Personal details
- Born: 24 June 1697 Glasgow, Scotland
- Died: 5 February 1762 (aged 64) Savannah, Province of Georgia
- Resting place: Bonaventure Cemetery, Savannah, Province of Georgia
- Spouse: Priscilla Dunbar (died 1773)
- Children: 3
- Profession: Colonial land-grant registrar

= Sir Patrick Houstoun, 5th Baronet of Houstoun =

British colonial administrator (1697–1762)

Sir Patrick Houstoun, 5th Baronet of Houstoun (24 June 1697 – 5 February 1762) was a Scottish nobleman who became the registrar of land grants for the Georgia Colony and the collector of quit-rents (a permanent annual tax on each grant). He was elected to the first Provincial Assembly and served on the Royal Council under three Royal Governors of Georgia.

== Early life ==
Houstoun was born in 1697 in Glasgow, Scotland, the second son of Sir John Houstoun, 2nd Baronet, and Lady Anne, daughter of John Drummond, 1st Earl of Melfort, and Sophia, daughter of Robert Maitland. She was the heiress of Lundin. Their son, Patrick's brother and their father's successor, was Sir John Houston, 3rd Baronet, M.P. Houstoun's grandfather was Sir Patrick Houstoun, 1st Baronet.

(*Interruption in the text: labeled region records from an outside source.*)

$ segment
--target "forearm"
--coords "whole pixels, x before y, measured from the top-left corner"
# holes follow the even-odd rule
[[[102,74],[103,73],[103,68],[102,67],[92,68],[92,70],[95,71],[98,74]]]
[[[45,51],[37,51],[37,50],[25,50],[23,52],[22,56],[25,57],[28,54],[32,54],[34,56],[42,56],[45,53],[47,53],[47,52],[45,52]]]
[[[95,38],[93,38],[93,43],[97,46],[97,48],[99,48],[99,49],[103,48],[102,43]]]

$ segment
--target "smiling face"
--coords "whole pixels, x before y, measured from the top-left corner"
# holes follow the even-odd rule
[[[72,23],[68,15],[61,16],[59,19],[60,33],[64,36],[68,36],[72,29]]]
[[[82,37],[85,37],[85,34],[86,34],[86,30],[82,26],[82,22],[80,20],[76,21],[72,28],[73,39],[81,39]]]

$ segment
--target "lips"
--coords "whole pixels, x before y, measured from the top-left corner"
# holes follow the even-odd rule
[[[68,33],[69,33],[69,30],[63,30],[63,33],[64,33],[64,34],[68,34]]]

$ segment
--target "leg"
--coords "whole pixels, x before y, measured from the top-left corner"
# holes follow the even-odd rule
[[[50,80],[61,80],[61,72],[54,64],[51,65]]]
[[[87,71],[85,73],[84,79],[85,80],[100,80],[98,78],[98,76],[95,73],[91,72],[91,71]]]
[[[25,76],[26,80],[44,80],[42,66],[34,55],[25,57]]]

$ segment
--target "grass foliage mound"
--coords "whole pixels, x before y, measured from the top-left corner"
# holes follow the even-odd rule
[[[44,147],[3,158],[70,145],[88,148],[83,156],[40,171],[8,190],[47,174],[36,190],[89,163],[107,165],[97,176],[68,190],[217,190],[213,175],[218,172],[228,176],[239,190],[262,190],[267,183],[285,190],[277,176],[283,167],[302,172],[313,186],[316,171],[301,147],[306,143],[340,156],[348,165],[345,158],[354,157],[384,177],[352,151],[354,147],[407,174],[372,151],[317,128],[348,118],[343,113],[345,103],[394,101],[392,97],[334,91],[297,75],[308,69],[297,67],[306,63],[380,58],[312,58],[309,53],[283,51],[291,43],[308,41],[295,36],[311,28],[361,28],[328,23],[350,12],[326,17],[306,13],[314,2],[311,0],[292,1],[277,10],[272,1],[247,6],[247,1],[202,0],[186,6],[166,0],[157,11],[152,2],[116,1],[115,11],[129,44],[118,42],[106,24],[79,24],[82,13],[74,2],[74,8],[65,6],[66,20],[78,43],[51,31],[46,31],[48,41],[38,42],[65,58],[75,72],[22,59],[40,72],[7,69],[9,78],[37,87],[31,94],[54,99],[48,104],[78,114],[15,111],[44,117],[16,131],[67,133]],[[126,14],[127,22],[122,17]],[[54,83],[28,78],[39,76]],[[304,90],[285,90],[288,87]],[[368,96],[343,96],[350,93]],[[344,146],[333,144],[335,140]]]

Aged 15, Houstoun studied humanity and literature at the University of Glasgow.

== Career ==
Around 1733, Houston and his brother, James, set sail for colonial America along with Dr Patrick Tailfer, an Edinburgh physician; Andrew Grant and John Bailie, merchants from Edinburgh; Thomas Bailey of Orkney; brothers Alexander and Robert Bailie; and Hugh Stirling, amongst others. They initially settled beside the Ogeechee River, about 17 mi south of Savannah, Province of Georgia. Having quickly grown despondent of their living conditions, Houstoun, Grant, Stirling and Tailfer wrote a letter to the Trustees for the Establishment of the Colony of Georgia in America.

== Personal life ==
In 1741, Houstoun married Priscilla Dunbar, daughter of James and Janet, of Inverness, Scotland, whom it is believed he met at Frederica on St Simons, the Georgia home of her brother, Captain George Dunbar. They had three known children together: John, George and William. John was one of the original Sons of Liberty and also a delegate for Georgia in the Second Continental Congress in 1775. He was the governor of Georgia from 1778 to 1779 and 1784 to 1785. William was aFounding Father of the United States, a statesman and a lawyer. He served the Province of Georgia as a delegate to the Continental Congress and later the State of Georgia to the United States Constitutional Convention in 1787.

He joined Solomon's Lodge in Savannah in 1734. Two years later, he established a plantation, named Rose Dhu (or Rosdue), on a neck of land between Vernon River and Little Ogeechee River.

== Death ==
Houstoun died in 1762 in Savannah. He was interred in the city's Bonaventure Cemetery. His widow survived him by eleven years and was buried beside him.